Known for its notable roster of Minimal, video, and international artists, David Zwirner Gallery celebrates its 20th anniversary in 2013, which has turned out to be a seminal year for the blue-chip enterprise.
German-born David Zwirner founded the gallery in 1993, originally opening in SoHo on Greene Street amidst widespread gallery closures. The child of Cologne art dealer Rudolf Zwirner—who achieved renown representing American contemporary masters like Donald Judd and John Chamberlain alongside such German mavericks as Gerhard Richter and Sigmar Polke—Zwirner essentially grew up in a gallery setting, absorbing the era's art history on a first-hand basis. This grounding allowed him to turn his own gallery into a success early on. In a well-known bit of art-world folklore, the gallery sold out a show of important work by Jason Rhoades in its first year of operation.
Since then, Zwirner has risen to the absolute peak of his field, earning recognition from Forbes as being one of America’s two most powerful art dealers and gaining the admiration of collectors and artists for his no-nonsense approach to the market. (“Money alone does not make a great collector,” he has said.)

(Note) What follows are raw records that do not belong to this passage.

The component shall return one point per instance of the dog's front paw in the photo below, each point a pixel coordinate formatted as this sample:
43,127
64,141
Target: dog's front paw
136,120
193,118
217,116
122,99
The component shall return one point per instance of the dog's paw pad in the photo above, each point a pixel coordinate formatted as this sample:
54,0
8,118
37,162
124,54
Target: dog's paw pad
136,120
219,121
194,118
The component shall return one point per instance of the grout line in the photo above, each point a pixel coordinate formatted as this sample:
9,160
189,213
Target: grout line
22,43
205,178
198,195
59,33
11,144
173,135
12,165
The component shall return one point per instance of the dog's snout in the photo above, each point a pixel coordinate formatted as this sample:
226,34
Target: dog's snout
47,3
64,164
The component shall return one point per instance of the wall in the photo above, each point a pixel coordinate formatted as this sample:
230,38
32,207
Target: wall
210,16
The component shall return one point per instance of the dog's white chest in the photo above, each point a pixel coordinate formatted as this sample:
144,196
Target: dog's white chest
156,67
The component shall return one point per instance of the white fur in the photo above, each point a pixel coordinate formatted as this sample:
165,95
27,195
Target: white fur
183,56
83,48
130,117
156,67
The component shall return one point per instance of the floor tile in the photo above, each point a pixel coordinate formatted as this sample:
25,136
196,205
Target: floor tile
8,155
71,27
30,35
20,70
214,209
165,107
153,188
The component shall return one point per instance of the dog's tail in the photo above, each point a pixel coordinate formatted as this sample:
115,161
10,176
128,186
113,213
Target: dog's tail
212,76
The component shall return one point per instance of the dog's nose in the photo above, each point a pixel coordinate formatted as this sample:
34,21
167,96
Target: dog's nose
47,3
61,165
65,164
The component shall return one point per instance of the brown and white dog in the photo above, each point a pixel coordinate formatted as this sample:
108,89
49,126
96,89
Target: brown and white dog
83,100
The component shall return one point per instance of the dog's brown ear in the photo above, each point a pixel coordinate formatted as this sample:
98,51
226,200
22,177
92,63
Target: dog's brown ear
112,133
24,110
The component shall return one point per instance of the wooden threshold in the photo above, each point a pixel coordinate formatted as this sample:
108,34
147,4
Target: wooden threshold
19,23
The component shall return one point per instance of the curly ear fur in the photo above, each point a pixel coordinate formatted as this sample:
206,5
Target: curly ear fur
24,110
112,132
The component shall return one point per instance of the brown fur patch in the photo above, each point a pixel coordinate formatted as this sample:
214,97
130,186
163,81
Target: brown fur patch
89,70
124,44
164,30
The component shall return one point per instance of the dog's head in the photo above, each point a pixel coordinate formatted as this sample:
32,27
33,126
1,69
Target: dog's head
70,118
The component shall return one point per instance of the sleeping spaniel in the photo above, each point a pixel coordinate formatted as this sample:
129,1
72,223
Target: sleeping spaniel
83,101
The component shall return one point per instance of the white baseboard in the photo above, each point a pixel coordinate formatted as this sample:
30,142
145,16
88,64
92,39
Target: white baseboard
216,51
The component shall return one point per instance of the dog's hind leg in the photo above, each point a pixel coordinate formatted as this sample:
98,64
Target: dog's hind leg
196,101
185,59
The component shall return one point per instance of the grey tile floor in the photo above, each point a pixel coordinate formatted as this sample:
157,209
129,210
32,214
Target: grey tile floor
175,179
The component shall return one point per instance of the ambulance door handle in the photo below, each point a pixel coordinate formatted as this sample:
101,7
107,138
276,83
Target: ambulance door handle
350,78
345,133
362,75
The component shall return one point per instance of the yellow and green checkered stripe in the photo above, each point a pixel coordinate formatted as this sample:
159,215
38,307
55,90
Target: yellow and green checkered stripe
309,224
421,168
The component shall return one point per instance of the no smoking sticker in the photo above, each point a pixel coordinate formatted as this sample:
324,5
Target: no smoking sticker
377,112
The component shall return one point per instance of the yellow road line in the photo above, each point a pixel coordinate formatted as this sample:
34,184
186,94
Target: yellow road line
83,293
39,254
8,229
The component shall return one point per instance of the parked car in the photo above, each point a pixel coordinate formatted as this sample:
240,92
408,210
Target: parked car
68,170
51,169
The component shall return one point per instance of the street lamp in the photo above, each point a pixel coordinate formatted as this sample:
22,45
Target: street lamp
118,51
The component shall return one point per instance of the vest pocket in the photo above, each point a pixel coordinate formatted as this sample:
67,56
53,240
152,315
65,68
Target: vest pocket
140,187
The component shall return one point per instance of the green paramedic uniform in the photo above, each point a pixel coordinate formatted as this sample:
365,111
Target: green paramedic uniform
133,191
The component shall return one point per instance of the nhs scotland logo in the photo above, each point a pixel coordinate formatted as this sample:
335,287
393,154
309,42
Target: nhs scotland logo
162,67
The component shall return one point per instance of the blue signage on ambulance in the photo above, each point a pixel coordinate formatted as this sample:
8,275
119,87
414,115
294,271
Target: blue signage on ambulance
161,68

Zwirner has been credited with introducing the work of Luc Tuymans to an American audience, presenting his paintings in one of the gallery's first shows, and he also helped launch the career of Raymond Pettibon. Currently Zwirner represents such acclaimed artists as R. Crumb, Lisa Yuskavage, James Welling, Marcel Dzama, and Suzan Frecon. He also represents the estates of Gordon Matta-Clark and Alice Neel, as well as several of America's most iconic Minimalists: Dan Flavin, John McCracken, Fred Sandback, and Donald Judd (through the Judd Foundation).
In recent years that gallery has been undergoing a period of tremendous expansion, with two high-profile openings of brand-new gallery spaces taking place in 2013—one in London’s Mayfair district and one on Chelsea's West 20th Street, which debuted with a show featuring the work of Flavin and Judd. That new Chelsea space, designed by Annabelle Selldorf, adds 30,000 square feet to the gallerist’s empire and will now be devoted to historical, secondary-market exhibitions, while the flagship space on West 19th Street will continue to show new work by the gallery's artists.
And that roster of artists is growing. Zwirner has recently made headlines by working with major artists long associated with other galleries, gaining the representation of Japanese abstractionist Yayoi Kusama and staging significant shows by Jeff Koons and Richard Serra.